Several rebellious Conservative MPs including the Eurosceptic Jacob Rees-Mogg and the former attorney general Dominic Grieve expressed some discomfort with the government’s position, but said they would vote for Leadsom’s amendment. However, it was not enough to save the government from defeat by opposition parties and the DUP.

During the debate, Starmer said Cox had “as good as admitted” he was ignoring a parliamentary vote to release the document, because he believed it was not in the national interest.

“I’m sorry, that’s a plea of mitigation and not a defence,” Starmer said. “For the attorney general to say in his view that it is not in the national interest is not good enough,” he said.

He quoted Rees-Mogg, who previously said it was “no longer a matter for this government to judge, it has been decided by this house, which is a higher authority”.

Starmer said the government had decided not to oppose the original motion on releasing the advice in order to avoid the “short-term humiliation” of a defeat.

“The decision taken not to oppose was a political decision because it feared it would lose the vote,” he said. “The price of that was higher than voting against the order … for months the government has ignored opposition day debates and now it has got them into very deep water indeed.”

Earlier, Cox insisted he could not comply with MPs’ demand to release the full Brexit legal advice.

Starmer said it was of huge constitutional and political significance. “Never before has the House of Commons found ministers in contempt of parliament,” he said.

“It is highly regrettable that the government has let it come to this, but ministers left the opposition with no option but to bring forward these proceedings.”

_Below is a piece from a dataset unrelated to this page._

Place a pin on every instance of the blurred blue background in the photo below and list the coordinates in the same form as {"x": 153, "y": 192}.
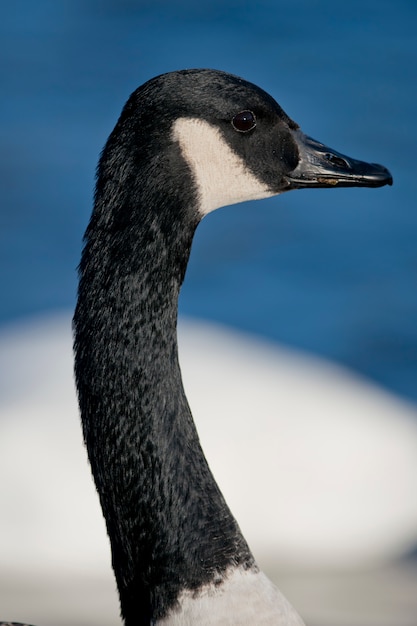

Earlier, Theresa May had told cabinet it was a longstanding convention that “neither the fact nor the content of law officers’ advice is shared outside government without their consent”.

Such is the government’s frustration at Tuesday’s wrangle, that Leadsom has written to the chair of the privileges committee, Kate Green, calling for an inquiry.

Leadsom’s letter said that the government feared Labour’s recent approach – which was used to force the government to publish economic assessments of Brexit, as well as in the current row – would “impact the ability of current and future governments to request and receive the best advice”.